Bolsonaro tem a popularidade em queda e um teto de vidro, causado pela investigação contra seu filho, que o impede de fazer uma crítica enfática à Corte cuja decisão colocou Lula nas ruas. Moro tem a imagem abalada pela troca de mensagens mantidas com os acusadores da Lava Jato obtidas pelo The Intercept, e publicadas por veículos parceiros, entre eles o EL PAÍS. E Guedes ainda não foi capaz de alavancar os números da economia brasileira com sua política liberal, para que o povo pudesse sentir os efeitos: a taxa de desemprego caiu, mas ainda há 12,6 milhões de pessoas sem emprego no país; a extrema pobreza está em ascensão, com 13,5 milhões de miseráveis que sobrevivem com até 145 reais por mês.
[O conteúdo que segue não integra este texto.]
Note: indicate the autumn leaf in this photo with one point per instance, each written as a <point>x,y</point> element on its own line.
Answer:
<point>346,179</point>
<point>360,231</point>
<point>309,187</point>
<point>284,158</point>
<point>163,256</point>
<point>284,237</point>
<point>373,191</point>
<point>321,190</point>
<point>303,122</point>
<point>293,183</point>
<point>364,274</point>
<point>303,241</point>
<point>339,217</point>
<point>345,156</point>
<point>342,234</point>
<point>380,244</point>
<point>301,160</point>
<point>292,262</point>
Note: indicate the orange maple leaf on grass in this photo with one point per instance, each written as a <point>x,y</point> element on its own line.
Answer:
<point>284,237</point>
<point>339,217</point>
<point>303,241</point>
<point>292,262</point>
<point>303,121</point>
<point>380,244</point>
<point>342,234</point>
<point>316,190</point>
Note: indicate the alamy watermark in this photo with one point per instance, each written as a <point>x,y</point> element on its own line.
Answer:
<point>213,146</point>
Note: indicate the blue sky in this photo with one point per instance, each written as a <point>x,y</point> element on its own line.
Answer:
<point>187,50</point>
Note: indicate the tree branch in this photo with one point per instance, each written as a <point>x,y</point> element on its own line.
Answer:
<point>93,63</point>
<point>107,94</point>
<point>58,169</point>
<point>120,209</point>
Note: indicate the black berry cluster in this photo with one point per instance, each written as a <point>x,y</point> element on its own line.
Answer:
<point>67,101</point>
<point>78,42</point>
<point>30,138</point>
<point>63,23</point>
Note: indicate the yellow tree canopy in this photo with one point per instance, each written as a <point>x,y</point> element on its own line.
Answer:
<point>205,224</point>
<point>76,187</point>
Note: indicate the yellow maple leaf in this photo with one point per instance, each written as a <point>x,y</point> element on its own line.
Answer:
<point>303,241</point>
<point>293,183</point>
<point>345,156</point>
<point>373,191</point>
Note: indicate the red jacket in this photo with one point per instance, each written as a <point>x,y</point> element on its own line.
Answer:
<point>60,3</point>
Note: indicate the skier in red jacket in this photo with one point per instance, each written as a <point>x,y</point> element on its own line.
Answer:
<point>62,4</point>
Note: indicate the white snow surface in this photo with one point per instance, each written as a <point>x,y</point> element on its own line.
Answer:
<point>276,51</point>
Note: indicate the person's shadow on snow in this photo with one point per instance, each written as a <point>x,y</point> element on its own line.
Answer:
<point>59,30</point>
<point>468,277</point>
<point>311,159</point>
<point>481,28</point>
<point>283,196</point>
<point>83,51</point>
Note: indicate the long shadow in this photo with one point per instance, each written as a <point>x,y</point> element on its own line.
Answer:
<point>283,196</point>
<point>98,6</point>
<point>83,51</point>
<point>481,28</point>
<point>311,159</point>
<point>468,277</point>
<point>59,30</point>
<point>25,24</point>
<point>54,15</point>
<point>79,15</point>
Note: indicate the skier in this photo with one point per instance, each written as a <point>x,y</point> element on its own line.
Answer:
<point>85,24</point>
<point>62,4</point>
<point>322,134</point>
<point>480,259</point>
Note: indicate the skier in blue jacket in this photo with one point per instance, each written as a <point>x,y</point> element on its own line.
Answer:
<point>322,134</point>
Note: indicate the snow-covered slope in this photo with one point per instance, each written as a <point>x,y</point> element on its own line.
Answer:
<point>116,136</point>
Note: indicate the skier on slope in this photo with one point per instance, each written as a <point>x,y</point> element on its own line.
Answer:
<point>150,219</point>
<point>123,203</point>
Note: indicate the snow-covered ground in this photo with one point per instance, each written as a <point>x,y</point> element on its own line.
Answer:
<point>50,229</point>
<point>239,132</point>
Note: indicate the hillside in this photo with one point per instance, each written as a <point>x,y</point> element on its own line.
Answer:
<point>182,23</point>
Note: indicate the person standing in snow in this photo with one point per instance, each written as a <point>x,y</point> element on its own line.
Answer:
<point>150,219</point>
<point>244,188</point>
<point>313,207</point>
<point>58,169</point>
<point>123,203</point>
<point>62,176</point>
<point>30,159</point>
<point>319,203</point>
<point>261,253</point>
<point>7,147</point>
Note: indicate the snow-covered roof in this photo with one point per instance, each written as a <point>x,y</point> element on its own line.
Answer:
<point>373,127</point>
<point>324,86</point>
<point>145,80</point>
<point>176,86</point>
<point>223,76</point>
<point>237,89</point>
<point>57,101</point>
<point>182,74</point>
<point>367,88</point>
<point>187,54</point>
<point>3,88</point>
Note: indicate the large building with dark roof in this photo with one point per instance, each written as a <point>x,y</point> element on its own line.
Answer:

Da vigília que apoiou Lula em Curitiba, Roberto Baggio, um dos coordenadores do espaço e membro do MST, dissecava a estratégia das palavras do petista no final da manhã de sábado —antes mesmo de o ex-presidente subir ao palco naquela tarde e proferir seu discurso em São Bernardo. "O núcleo que sustenta Bolsonaro não chega a 10% [12%, segundo o Datafolha de setembro]. É muito pouco se comparado ao do PT, que historicamente sempre teve 30%. É um núcleo pequeno, ignorante e atrasado. Bolsonaro envergonha o grupo de forças políticas que foram com ele [contra o PT nas eleições] porque não está à altura do país", afirma. "É claro que tem esse grupo econômico ao redor do Guedes, que está se aproveitando para se apropriar de tudo. Mas a crise social está se ampliando", ressalta. "Existe uma crise social estrutural que só se resolve com políticas públicas. E o projeto do PT está experimentado: o povo viu na era Lula que é possível melhorar a condição material através das iniciativas estatais", ressalta ele.

O trabalho que o PT tem pela frente para reestruturar suas bases não será fácil, já que nos últimos anos o partido se desorganizou nas pontas. E o plano é que isso ocorra para além das caravanas de Lula. E é neste ponto que a experiência de Curitiba ganha uma importância estratégica. A vigília não serviu apenas como base de apoio moral ao ex-presidente encarcerado. Mas se propôs a ser um espaço de formação de militantes, com a pretensão de atuar como uma rede descentralizada pelo país, explica Baggio. É a retomada da ideia básica de criação do partido, que cresceu na redemocratização apoiado na organização dos movimentos sociais.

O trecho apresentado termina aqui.